Pecos Pueblo is historically related to Jemez. In 1838, the last inhabitants of Pecos migrated to Jemez and joined the Jemez tribe. When Kidder was doing his work in the early 1900s, he hired Jemez people to help him dig, and he commissioned an ethnography of Jemez. He excavated more than 2,000 graves at Pecos, and the remains were brought back here to the Peabody Museum. In 1999 under the National American Graves Protection and Repatriation Act, all of those individuals were transferred back to Jemez. The tribe reburied them at Pecos. So for most of the 20th century the relationship between Jemez and Harvard was pretty tense. But there was a healing that took place as a result of the Pecos repatriation. The Peabody Museum staff did a masterful job, and the tribe really wanted to continue their relationship after that.
Jemez has always valued having this continued relationship with Harvard. Many tribal members have visited Cambridge and have established relationships with Harvard faculty and staff. I started working with Jemez in 2000 after the Pecos repatriation had been completed. But I didn’t start working at Harvard until 2009.
I’ve always viewed my career as trying to help repair some of the damage done in the past by the archaeological community to Native American groups. So my work with the tribe has always been not only in collaboration and consultation, but strives to work for tribal interests, instead of just my own academic interests. There’s really been a significant shift in the relationship between archaeologists and tribes during the past 25 years, and this project is an example of the way archaeologists are starting to think about their research with the tribal interests being one of the primary motivating factors.
GAZETTE: How has that relationship framed what you teach in the classroom?

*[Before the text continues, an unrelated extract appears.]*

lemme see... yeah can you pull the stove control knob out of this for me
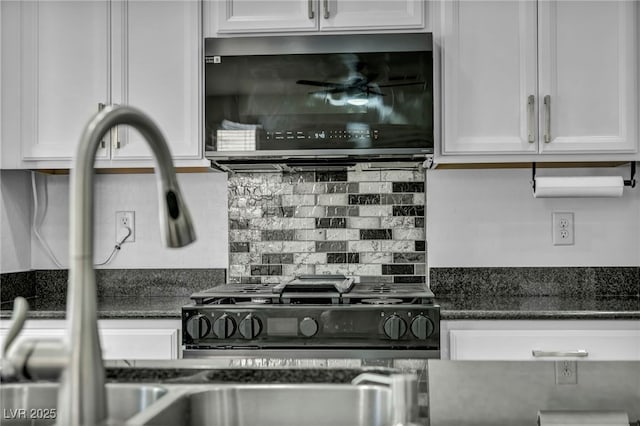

liebmann: This fall I’m teaching a Gen Ed class with Rowan Flad called “Can We Know Our Past? Archaeology’s Dirty Little Secrets.” The first part of the course showcases different methodologies that archaeologists use. It gives students insight into how archaeologists are able to say what we think we know about human life 300 years ago, 3,000 years ago, or even 300,000 years ago.The second half delves into the epistemology of archaeology. We encourage students to think critically about why we make the statements we do about the past and how much our own positions in contemporary society have informed the kinds of questions we ask about the past.
We also talk about the history of the discipline, and how we’re working much harder today to include voices that had been systematically excluded from the research process. There was a time in the past when archaeologists positioned themselves as objective, unbiased researchers who were simply measuring the archaeological record and reporting those results. Today there’s a much greater realization that where you start from makes a big difference in the kinds of questions you’re asking. It gets students to think about how the history of archaeology has affected our perceptions of the past today, and what we can do in the future to try to develop more nuanced and textured interpretations. We’re trying to get students to think critically about the statements we make about the past, what affects those statements, and what counts as knowledge.
Interview was edited for clarity and condensed.